The independent review was led by Henry Dimbleby, a co-founder of healthy eatery chain Leon. If Dimbleby’s passion for the subject wasn’t clear from that heritage, it comes across clearly in the report, and dynamically in an interview for BBC Radio 4’s Food Programme. There, he urges a change in culture that will deliver a food system that is “designed to deliver health and nature and happiness and love and care”.
As he summarises the report, it is seeking to encourage two things: over time to change way people think about the food system, and to promote several things that the government can do now to start that change. The four things the govt needs to do now, Dimbleby argues, are:
- Break the junk food cycle: “exercise, education and willpower alone is not going to change diets”.
- Reduce health inequalities: “We need to focus particularly on the poor. People who are poorest have the worst diets and by far the worst health outcomes.”
- Farming transition to use the land better. “For a long time now…we have really just used the land for food. We now need to use it to restore biodiversity, to sequester carbon, to produce energy and to produce food.”
- Change food culture in the long-term, including changing the way government operates.
This is actually the second National Food Strategy report. The government’s reception for the interim one last year, which urged that the lessons of the Covid-19 pandemic be learned, is not encouraging. There were seven recommendations in that Part One report. The government seemed to ignore most, including those on ensuring trade protections for agricultural standards and the extension of free school meals. That hasn’t stopped DImbleby and the group repeating those calls in the Strategy’s final 14 recommendations.
Naturally, this blog focuses on the recommendations regarding efforts to reduce diet-related inequality (though there is much to commend in the wider report). The report summarises that inequality:
“Children from the least well-off 20% of families consume around 29% less fruits and vegetables, 75% less oily fish, and 17% less fibre per day than children from the most well off 20%.”
But it is the consequences of that inequality that are if anything still more stark (both in graphic form and in the text that explains it):
“People living in the most deprived decile are almost twice as likely to die from all preventable causes, compared to those in the richest decile. They are 2.1 times more likely to die from preventable heart disease; 1.7 times more likely to die from preventable cancer; and 3 times more likely to have tooth decay at age 5. Their children are nearly twice as likely to be overweight or obese at age 11.” Covid [CVD on the chart] mortality is double amongst those from the most deprived areas.

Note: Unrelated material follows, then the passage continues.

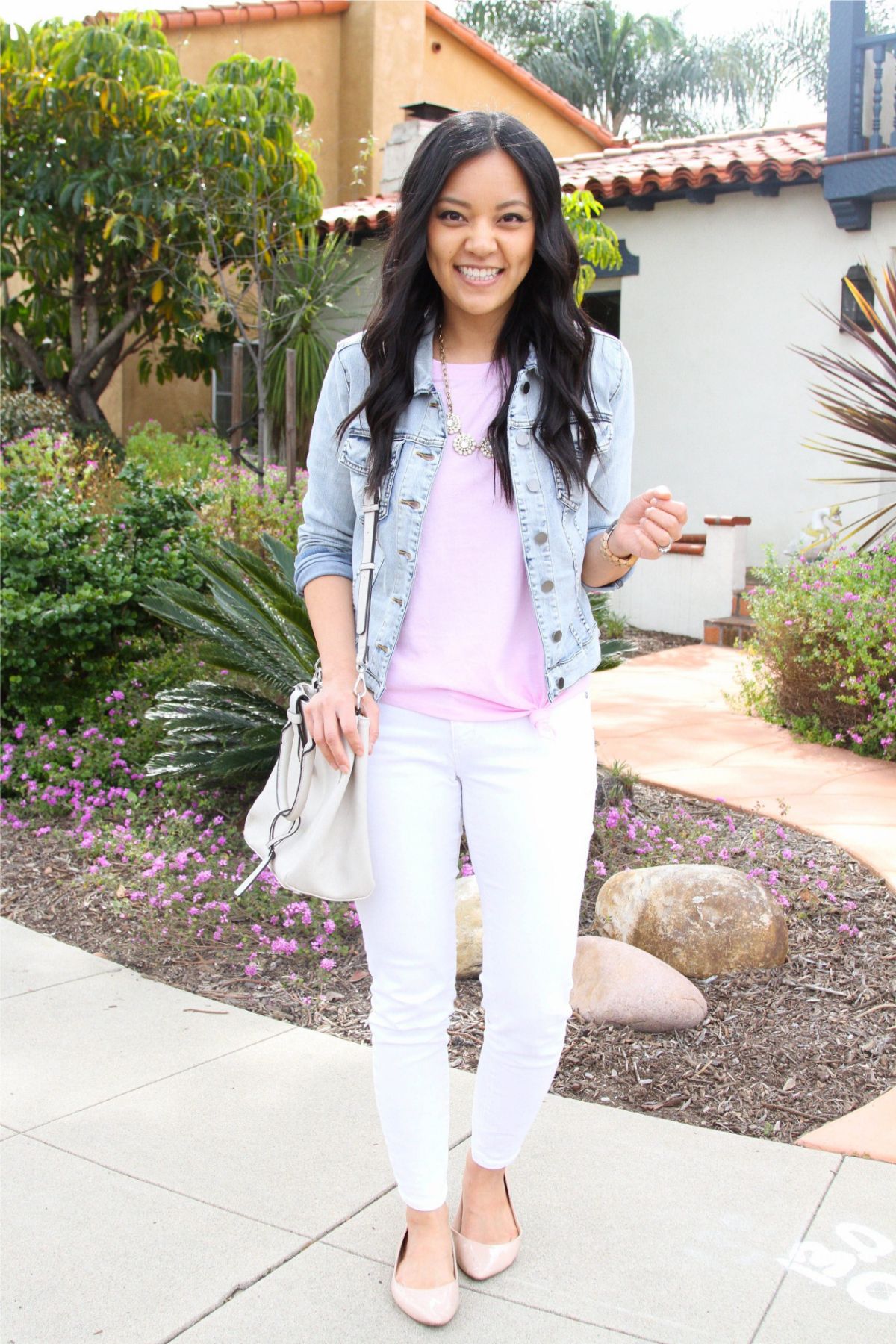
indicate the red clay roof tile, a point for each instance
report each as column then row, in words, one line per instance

Recognising that many of these harms are built in from childhood, four of the 14 overall recommendations are purely focused on delivering change during schooling:
Recommendation 3. Launch a new “Eat and Learn” initiative for schools
Recommendation 4. Extend eligibility for free school meals
Recommendation 5. Fund the Holiday Activities and Food programme for the next three years
Recommendation 6. Expand the Healthy Start scheme
The upfront costs of these would be funded from the proposed tax on sugar and salt which is the report’s first recommendation (which, it says, will raise significant revenues as well as inevitably driving positive reformulations of processed food products). In the long-term, the expectation is that these changes would more than pay for themselves through reduced healthcare costs. It accepts a need to provide additional support for the poorest because the report concludes that eating well is difficult for the poor. Healthy diets are regressive, in the sense that healthy food “is more expensive per calorie than unhealthy food (especially when you factor in the opportunity cost and difficulty of cooking from scratch)”. Hence the need for the state to lean against this burden.

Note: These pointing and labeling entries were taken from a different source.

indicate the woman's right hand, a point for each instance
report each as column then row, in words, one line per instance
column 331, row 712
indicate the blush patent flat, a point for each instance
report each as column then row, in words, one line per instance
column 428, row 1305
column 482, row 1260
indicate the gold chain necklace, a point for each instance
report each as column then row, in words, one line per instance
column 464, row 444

This focus on the issues in childhood makes sense according to global analysis of deprivation. “[C]hildren are hardest hit by poverty. Deprivation causes life-long damage to the mind and body of infants and small children. Child development, especially in the first years in life, is a succession of biological developments for which there is seldom a second chance. Infant malnutrition, for instance, leads to irreversible damage to health. It impedes the learning capacity of the child, which cannot be repaired later in life,” states Unicef in Equity begins with Children, a study on poverty and childhood. It is also likely that failing to address poverty will perpetuate it to the next generation: “Investing in children is a prerequisite for breaking the poverty cycle.” And it is good economics: “No country has ever sustained economic growth on the basis of high levels of illiteracy, widespread malnutrition and rampant morbidity.” The National Food Strategy’s charts on childhood height, where the UK average sits well below those of other developed economies, shames us – and should shame us into action.

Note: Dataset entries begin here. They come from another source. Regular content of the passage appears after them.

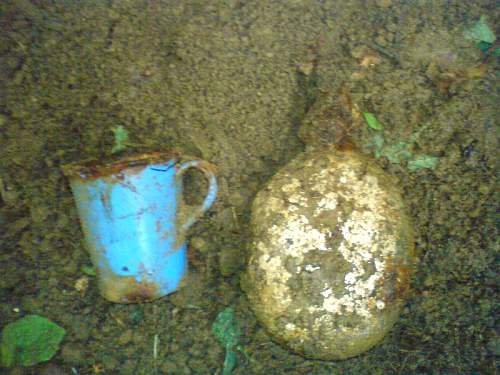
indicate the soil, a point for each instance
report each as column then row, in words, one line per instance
column 247, row 86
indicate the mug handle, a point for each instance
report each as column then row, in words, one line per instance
column 191, row 214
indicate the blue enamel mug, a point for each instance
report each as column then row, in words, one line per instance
column 134, row 221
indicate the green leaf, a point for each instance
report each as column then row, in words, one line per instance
column 29, row 340
column 422, row 161
column 121, row 138
column 227, row 331
column 372, row 121
column 226, row 328
column 480, row 32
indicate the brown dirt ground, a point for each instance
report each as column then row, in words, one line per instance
column 239, row 84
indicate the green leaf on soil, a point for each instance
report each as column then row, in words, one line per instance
column 372, row 121
column 480, row 32
column 227, row 331
column 121, row 139
column 421, row 162
column 29, row 340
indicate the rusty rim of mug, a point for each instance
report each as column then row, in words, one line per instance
column 95, row 168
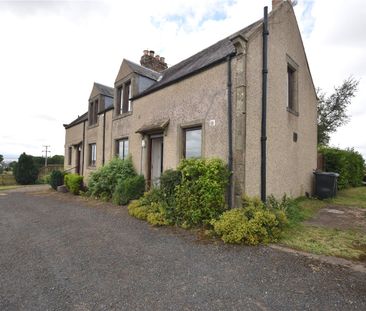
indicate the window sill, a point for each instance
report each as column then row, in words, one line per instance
column 123, row 115
column 295, row 113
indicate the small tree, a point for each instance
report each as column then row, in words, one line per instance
column 332, row 110
column 25, row 171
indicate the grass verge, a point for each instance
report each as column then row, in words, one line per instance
column 326, row 241
column 351, row 197
column 349, row 244
column 8, row 187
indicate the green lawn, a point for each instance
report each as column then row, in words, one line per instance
column 349, row 244
column 8, row 187
column 351, row 197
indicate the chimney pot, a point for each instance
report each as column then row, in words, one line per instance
column 276, row 3
column 150, row 61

But the Strategy does not focus solely on children. In particular, recommendation 7 would have a broad application across deprived communities. This recommendation calls for a trial “Community Eatwell” programme, supporting those on low incomes to improve their diets. Among other elements of this is a proposal to adopt ‘social prescription’ whereby GPs could prescribe fresh fruit and vegetables rather than drugs, as well as building knowledge to put that fresh food to good use. It notes success in a trial of such a programme in Washington DC. The problem is not a small one:
“While almost everyone in the UK eats too little fruit and vegetables, the problem is particularly acute among the most disadvantaged. The poorest 10% of British people eat on average 42% less fruit and vegetables than recommended, while the richest eat 13% less.”
The report quotes 2019 figures that diets low in fresh fruit accounted for over 10,000 early deaths, and a further 200,000 years of reduced life expectancy (on a disability adjusted basis); diets low in fresh vegetables had impacts that were around half each of these numbers (based on Global Health Data Exchange analysis).
To those who argue that this sounds like the nanny state intervening in how people live their lives, Dimbleby is clear: the costs to the state are substantial of not intervening, and at present it is much harder for the poor to eat well than to eat badly. Unhealthy calories are cheaper, which may be the decisive factor for those with hungry mouths to feed on a small budget. And simple practicalities like time and accessibility of quality food shopping weigh against healthier decisions. A wise state would assist its people more, to save state healthcare costs in the long-run – and if that happens to be described as nanny statism, I suspect Dimbleby would accept that.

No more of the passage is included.